Instilling a sense of importance and appreciation in each and every one of your valued employees should be a priority for all employers. Unfortunately, 64% of all employees do not feel they have a strong company culture, and aside from the fact that positive company culture and job satisfaction can improve profitability for your business, a good company culture is conducive to making a positive impression on current and potential clientele. Social media plays a vital role in the unique relationship between company culture and marketing influence, and keeping a few simple ideas in mind when planning company events can help all employees become natural promoters of your business and boost its positive social influence. Here are some ideas to keep employees engaged and more likely to positively contribute to your business’s social media activity.
Outline a Clear Social Media Policy
If your business doesn’t have a social media policy in place, many employees may be hesitant to participate in interactions for fear of being subject to repercussions. This is especially true for larger companies, but some elements apply to businesses of all sizes.
“If employees are not aware as to the policies or what is okay to post, they may worry about potential repercussions of what they share and instead, not participate in social media. Make your company’s social media policy easy for employees to access at any time so they are clear on your company’s views and if there are any stipulations,” writes Todd Kunsman on EveryoneSocial.
Promote Diversity and Feedback From All Voices
In today’s society, businesses are applauded for hiring employees of all backgrounds. In fact, the number of foreign-born individuals in the U.S. population has more than quadrupled since 1965 and is expected to reach 78 million by 2065. With this in mind, it’s important to encourage and promote your business’s sense of diversity and acceptance throughout social media channels. You should be happy to listen to all employees during social media engagement opportunities as well as the planning of other culture-boosting events. Don’t be afraid to emphasize your business’s diversity and sense of acceptance throughout various social media channels — neither employees nor customers will get tired of hearing about it.
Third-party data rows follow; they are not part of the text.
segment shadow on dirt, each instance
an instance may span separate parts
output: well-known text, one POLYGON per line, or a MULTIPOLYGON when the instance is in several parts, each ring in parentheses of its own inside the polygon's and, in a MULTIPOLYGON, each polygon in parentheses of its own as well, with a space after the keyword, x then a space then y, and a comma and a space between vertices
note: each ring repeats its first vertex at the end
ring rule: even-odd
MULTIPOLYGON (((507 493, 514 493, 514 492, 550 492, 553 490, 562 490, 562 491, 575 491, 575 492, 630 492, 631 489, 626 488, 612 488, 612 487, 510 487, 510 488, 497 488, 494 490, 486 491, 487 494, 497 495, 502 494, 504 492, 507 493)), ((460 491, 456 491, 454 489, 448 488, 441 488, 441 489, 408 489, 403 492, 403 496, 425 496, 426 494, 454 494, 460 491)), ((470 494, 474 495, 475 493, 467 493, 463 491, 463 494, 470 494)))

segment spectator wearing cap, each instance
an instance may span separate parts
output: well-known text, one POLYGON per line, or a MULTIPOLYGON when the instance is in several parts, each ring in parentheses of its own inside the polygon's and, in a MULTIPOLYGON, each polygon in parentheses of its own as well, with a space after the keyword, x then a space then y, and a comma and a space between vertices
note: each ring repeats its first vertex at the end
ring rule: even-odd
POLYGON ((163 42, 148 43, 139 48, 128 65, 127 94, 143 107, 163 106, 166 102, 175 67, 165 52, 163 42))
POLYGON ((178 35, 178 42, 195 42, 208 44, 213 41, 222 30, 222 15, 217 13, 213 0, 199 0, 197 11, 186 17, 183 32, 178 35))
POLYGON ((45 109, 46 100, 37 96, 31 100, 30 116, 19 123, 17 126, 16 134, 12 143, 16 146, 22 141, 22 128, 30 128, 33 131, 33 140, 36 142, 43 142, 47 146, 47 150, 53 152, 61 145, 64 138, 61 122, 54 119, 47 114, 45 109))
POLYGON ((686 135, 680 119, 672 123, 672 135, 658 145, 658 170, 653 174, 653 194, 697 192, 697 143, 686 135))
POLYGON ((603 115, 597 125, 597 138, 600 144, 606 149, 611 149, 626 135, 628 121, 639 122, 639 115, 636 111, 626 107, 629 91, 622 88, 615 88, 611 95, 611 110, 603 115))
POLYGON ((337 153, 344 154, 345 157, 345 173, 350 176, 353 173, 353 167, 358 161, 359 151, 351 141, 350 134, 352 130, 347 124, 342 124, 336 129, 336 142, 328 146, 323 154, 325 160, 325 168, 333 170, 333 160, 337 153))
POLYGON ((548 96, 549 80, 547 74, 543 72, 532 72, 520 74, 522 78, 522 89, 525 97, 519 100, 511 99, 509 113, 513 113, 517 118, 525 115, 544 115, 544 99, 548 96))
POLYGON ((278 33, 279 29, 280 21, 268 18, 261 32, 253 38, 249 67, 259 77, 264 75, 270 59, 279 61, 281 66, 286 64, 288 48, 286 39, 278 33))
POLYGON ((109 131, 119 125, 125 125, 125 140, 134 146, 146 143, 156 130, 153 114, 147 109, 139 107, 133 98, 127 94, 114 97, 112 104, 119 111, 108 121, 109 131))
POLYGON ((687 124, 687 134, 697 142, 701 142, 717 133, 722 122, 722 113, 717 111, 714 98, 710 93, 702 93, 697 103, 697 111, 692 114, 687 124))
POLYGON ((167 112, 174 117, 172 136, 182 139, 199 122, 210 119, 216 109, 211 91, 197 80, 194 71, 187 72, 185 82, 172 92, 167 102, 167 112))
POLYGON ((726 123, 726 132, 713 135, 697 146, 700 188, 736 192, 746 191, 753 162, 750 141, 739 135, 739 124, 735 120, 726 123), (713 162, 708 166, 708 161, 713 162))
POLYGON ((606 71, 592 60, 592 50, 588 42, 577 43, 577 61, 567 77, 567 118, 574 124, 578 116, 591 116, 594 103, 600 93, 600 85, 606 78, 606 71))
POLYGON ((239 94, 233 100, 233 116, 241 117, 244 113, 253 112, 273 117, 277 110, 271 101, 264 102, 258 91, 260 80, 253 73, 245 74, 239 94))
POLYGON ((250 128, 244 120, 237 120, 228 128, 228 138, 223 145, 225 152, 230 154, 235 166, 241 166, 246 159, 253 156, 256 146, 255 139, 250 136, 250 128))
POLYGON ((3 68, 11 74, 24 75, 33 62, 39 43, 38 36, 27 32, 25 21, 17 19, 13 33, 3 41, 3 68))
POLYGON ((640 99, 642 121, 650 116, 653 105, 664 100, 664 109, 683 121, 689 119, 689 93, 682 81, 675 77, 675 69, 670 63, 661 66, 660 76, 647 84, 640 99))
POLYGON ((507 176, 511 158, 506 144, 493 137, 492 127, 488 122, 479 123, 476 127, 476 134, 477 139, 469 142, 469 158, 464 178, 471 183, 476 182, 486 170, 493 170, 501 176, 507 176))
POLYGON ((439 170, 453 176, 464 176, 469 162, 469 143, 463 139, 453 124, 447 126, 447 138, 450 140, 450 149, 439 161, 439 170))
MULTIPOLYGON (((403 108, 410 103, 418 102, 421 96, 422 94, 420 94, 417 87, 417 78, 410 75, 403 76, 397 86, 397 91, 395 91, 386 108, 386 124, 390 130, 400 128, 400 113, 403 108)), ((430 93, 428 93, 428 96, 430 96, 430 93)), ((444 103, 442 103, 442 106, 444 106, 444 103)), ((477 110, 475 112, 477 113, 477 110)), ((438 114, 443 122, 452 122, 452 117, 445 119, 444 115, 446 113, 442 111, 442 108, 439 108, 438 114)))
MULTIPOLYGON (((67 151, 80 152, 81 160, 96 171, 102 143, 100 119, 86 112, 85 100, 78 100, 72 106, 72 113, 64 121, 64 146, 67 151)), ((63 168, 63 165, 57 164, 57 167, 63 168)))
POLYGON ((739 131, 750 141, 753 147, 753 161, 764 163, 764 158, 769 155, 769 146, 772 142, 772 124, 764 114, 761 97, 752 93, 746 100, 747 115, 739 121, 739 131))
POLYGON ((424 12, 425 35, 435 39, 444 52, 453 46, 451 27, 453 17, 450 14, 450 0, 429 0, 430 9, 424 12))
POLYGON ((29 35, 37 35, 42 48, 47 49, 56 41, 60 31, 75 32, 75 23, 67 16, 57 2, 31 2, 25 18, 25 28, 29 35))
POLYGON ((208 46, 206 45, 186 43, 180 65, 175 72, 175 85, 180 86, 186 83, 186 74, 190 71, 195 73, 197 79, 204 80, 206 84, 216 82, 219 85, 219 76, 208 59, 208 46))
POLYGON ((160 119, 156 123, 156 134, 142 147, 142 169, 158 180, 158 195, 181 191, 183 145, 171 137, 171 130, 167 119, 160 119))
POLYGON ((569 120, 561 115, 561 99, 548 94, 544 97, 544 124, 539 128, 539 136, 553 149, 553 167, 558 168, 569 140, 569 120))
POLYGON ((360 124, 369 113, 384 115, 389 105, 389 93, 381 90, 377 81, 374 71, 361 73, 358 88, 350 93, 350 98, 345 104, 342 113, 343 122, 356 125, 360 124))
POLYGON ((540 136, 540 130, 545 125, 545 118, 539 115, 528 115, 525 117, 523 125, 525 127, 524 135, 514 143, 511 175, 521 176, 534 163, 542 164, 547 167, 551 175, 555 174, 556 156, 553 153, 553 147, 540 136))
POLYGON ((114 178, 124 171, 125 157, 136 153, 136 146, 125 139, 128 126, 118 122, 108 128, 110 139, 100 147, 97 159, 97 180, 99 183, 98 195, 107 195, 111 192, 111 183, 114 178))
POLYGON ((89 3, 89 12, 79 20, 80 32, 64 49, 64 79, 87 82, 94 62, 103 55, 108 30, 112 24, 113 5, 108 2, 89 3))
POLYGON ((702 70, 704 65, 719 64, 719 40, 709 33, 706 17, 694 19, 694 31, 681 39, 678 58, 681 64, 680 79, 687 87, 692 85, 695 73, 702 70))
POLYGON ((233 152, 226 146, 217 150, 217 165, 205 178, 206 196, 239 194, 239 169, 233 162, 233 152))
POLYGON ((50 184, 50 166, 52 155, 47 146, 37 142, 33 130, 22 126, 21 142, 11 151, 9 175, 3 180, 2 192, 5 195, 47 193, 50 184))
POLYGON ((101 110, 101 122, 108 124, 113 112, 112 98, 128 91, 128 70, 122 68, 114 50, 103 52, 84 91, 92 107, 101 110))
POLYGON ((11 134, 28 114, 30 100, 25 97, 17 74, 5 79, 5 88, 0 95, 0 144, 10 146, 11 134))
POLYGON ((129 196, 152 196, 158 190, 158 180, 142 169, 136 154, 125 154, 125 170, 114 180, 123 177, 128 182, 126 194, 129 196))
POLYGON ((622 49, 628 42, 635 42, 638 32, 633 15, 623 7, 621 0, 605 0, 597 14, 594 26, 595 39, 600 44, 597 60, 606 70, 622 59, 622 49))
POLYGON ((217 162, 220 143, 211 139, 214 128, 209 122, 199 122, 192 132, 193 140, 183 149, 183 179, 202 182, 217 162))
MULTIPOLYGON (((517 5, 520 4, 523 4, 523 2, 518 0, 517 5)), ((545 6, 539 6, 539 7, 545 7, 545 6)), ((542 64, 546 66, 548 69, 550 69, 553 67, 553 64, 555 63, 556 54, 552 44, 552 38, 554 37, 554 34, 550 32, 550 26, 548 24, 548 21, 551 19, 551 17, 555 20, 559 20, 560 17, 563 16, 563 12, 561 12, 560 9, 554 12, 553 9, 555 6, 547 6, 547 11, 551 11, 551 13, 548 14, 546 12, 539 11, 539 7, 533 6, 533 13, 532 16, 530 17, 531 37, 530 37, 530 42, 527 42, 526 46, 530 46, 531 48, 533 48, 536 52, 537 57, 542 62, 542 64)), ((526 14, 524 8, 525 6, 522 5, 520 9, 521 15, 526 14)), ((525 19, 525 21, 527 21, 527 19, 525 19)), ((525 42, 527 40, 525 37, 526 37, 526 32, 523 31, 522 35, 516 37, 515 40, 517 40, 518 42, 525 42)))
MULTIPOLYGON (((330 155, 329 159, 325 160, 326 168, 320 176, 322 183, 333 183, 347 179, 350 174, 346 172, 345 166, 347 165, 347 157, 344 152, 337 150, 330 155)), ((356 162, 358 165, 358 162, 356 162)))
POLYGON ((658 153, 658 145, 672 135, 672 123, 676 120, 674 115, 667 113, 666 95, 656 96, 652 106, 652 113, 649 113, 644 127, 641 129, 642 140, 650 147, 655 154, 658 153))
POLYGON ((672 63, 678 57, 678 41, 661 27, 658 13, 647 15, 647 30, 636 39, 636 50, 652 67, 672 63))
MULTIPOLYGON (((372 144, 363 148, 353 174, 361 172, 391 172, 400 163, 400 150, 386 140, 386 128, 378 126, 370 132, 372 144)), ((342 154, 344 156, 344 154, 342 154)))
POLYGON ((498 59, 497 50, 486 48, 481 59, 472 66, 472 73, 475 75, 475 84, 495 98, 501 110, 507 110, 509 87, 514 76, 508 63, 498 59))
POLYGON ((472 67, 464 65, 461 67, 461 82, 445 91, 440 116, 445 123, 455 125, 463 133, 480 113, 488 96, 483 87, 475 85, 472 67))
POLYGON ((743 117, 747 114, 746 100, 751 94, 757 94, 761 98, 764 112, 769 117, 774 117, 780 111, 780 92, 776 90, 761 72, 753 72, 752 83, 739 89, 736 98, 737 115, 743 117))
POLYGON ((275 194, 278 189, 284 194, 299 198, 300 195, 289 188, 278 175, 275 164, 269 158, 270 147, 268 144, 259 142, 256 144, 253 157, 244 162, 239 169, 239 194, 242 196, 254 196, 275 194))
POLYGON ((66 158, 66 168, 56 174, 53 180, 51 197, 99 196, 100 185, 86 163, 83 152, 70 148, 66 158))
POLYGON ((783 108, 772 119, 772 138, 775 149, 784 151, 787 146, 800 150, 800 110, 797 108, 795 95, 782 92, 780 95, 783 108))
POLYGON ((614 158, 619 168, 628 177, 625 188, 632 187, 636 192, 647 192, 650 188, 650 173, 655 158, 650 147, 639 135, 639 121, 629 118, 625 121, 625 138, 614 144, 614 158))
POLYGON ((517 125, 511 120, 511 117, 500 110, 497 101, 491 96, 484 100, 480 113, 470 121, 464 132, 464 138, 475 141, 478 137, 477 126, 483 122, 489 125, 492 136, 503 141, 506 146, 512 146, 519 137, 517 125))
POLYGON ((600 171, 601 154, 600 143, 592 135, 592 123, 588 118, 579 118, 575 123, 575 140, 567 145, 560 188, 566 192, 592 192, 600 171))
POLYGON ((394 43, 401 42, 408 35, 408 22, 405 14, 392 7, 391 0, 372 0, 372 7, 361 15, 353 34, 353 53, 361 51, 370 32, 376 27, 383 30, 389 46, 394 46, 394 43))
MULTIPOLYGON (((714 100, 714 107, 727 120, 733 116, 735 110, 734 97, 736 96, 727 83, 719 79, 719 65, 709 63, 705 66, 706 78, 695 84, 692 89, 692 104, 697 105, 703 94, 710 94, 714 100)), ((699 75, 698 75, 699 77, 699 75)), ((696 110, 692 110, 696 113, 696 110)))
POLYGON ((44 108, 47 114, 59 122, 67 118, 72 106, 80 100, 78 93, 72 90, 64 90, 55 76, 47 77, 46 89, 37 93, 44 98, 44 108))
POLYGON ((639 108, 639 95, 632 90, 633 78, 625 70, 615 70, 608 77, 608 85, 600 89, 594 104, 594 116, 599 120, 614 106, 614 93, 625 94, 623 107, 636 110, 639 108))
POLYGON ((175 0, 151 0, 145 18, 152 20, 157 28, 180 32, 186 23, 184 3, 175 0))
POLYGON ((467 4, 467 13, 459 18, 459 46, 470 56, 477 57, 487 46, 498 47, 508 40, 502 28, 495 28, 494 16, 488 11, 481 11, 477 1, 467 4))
Document Engagement- and Culture-Boosting Events
Finally, it should come as no surprise that most employees respond positively and may be more likely to interact with your business’s social media posts if they promote the business’s sense of culture, engagement, and acknowledgment for employee appreciation. For example, an increasing focus on wellness resulted in more than 179 million Americans visiting spas in 2016, and many businesses are incorporating spa and wellness-related services into engagement activities. In addition to taking time to write a professional social media post outlining the activities and objectives, you should let employees know how they’ll benefit from interacting with up-and-coming content.
“Establish WIIFM (what’s in it for me) with your staff. Show them HOW they benefit from engaging and participating in social media… Adjust your expectations for specific employees and know that every single person has a contribution to make,” writes Kruse Control.
Ultimately, fostering a positive company culture is more relevant to improving social media engagement than many employers think. Employees who are engaged with their company and team members are 85% less likely to leave their company, so going the extra mile when it comes to social media influence certainly has its benefits.
“Motivate, recognize, and reward. You’re building a team of “brand advocates” who will up your social media game,” writes Kruse Control.